Eleanor had started the school because she didn’t want other children to suffer the way she’d suffered when she returned from her own Nonsense world and ran up against the disbelief of the people who should have been most willing to believe her. Strange as it was to consider, she’d been young once, quick and bright and flexible-minded, ready to handle any challenge … except for exile. So she’d opened a school, with the goal of getting it as stable as she could before senility softened her mind and she went back through her own door. Before she went home.

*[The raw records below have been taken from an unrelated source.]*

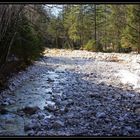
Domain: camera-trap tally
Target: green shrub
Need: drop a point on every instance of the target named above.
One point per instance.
(28, 45)
(93, 46)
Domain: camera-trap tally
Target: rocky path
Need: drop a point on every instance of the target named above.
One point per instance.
(73, 93)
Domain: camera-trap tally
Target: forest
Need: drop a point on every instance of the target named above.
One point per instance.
(70, 69)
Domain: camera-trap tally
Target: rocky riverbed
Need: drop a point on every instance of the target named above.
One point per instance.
(74, 93)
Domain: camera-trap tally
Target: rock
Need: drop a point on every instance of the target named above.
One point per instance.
(129, 128)
(50, 108)
(100, 115)
(58, 124)
(50, 80)
(94, 94)
(30, 110)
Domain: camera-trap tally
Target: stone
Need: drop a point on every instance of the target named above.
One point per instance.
(100, 115)
(30, 110)
(58, 124)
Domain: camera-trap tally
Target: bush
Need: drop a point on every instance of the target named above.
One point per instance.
(28, 45)
(93, 46)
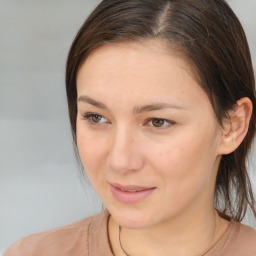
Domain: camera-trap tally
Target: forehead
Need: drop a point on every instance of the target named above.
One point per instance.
(136, 57)
(143, 70)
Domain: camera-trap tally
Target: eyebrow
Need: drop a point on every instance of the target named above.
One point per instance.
(136, 110)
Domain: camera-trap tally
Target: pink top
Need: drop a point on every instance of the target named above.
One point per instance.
(89, 237)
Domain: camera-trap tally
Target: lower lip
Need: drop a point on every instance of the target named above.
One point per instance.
(130, 197)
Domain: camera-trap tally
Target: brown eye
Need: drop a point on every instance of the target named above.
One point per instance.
(96, 118)
(158, 122)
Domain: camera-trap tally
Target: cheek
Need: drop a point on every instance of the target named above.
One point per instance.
(91, 152)
(183, 163)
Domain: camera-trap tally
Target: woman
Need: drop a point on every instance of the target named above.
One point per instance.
(161, 98)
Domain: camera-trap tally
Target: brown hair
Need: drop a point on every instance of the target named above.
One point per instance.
(213, 41)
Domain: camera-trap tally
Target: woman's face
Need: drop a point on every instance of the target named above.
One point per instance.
(146, 134)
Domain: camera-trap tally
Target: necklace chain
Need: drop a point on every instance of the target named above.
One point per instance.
(120, 229)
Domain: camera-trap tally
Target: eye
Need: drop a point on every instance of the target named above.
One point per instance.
(160, 123)
(94, 118)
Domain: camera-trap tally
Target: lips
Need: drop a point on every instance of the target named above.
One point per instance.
(130, 193)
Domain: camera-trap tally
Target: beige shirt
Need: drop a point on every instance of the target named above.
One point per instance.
(89, 237)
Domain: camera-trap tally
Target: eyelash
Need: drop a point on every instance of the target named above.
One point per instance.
(88, 117)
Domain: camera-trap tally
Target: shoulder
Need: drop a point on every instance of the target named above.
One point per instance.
(70, 239)
(242, 240)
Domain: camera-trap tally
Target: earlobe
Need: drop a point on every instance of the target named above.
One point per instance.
(236, 126)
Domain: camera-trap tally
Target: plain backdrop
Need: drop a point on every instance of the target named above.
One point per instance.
(39, 183)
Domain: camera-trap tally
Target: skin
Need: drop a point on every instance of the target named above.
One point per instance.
(180, 158)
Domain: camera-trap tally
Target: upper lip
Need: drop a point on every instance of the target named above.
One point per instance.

Kade had always assumed there’d be someone to take over when that happened. Not Lundy, maybe, whose own journeys had left her a brilliant woman trapped in a body growing younger every year, but someone adult and capable. Someone who’d understand why it was so important, and who’d be willing to keep Kade on, keep teaching him everything he’d need to know to eventually step up as headmaster. And of course, there was college to be considered, courses in education and business and …

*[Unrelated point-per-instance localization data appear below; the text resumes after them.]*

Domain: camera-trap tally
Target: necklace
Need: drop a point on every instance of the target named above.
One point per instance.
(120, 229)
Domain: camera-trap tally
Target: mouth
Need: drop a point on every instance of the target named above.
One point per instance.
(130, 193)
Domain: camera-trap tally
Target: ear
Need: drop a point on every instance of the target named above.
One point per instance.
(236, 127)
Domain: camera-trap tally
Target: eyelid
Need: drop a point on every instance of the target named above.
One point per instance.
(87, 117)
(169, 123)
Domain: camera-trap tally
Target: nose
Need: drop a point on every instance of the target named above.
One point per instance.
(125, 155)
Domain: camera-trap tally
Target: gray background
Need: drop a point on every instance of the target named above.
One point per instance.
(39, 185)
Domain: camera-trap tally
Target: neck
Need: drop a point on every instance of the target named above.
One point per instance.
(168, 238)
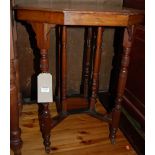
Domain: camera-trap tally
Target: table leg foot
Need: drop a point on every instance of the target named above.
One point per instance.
(112, 135)
(45, 125)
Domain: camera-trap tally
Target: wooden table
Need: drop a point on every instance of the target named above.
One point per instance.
(42, 16)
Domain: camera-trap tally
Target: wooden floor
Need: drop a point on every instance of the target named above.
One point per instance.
(78, 134)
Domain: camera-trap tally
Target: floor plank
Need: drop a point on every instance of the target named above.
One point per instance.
(78, 134)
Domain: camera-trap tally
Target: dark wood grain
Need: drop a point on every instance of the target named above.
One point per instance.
(127, 43)
(46, 14)
(42, 37)
(15, 132)
(96, 67)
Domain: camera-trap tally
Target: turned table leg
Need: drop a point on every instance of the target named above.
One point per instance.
(58, 69)
(127, 42)
(64, 68)
(15, 131)
(96, 68)
(86, 59)
(43, 41)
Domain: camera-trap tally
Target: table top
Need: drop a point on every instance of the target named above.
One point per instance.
(78, 12)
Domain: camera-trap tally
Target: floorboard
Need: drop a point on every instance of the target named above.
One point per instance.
(78, 134)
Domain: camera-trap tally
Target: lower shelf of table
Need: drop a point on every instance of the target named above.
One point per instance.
(78, 105)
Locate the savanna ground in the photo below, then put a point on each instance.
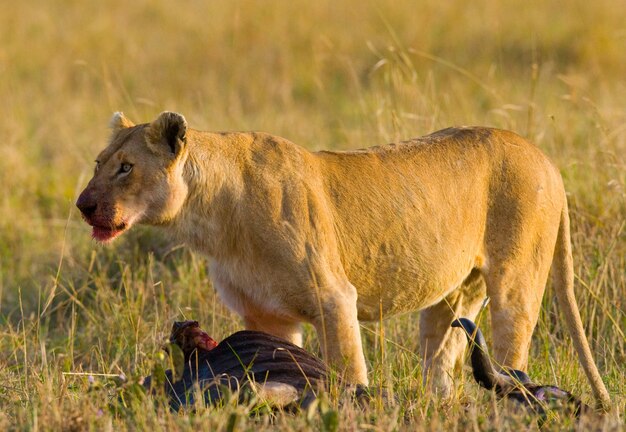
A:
(325, 74)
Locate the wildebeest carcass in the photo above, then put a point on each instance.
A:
(512, 383)
(245, 363)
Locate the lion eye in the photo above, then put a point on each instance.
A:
(126, 168)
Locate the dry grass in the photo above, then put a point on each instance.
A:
(326, 75)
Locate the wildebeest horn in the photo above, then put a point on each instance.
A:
(482, 368)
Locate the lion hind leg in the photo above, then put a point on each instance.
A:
(441, 347)
(516, 292)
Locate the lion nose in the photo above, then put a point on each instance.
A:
(86, 204)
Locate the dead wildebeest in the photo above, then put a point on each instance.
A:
(246, 362)
(512, 383)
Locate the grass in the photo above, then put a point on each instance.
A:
(325, 75)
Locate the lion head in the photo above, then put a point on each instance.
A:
(138, 176)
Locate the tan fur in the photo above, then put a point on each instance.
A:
(331, 238)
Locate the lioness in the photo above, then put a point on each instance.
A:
(331, 238)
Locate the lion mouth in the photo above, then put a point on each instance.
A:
(107, 233)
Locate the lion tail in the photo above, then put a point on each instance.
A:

And he wanted to involve Eleanor in this latest potential crisis, and he didn’t want to involve her at all, because that theoretical adult had yet to appear. What if she decided this was the last thing she could handle? What if she left him, unprepared and alone, to take over running the school?

The thought made his heart beat too fast and his chest feel too tight. Panic attacks aren’t supposed to be contagious, he thought sourly. If he went too far down the metaphorical rabbit hole, he’d need to take his binder off in order to get his breath back, and he wanted that even less than he wanted to talk to his great-aunt.

Sumi followed him down the stairs from the attic to the main floor and along the hallway toward the basement, uncharacteristically quiet. When they reached the basement door, she reached out and placed a long-fingered hand on his arm, stopping him.

“There’s enough air for everyone,” she said, voice soft. “No one’s going to take it away from you.”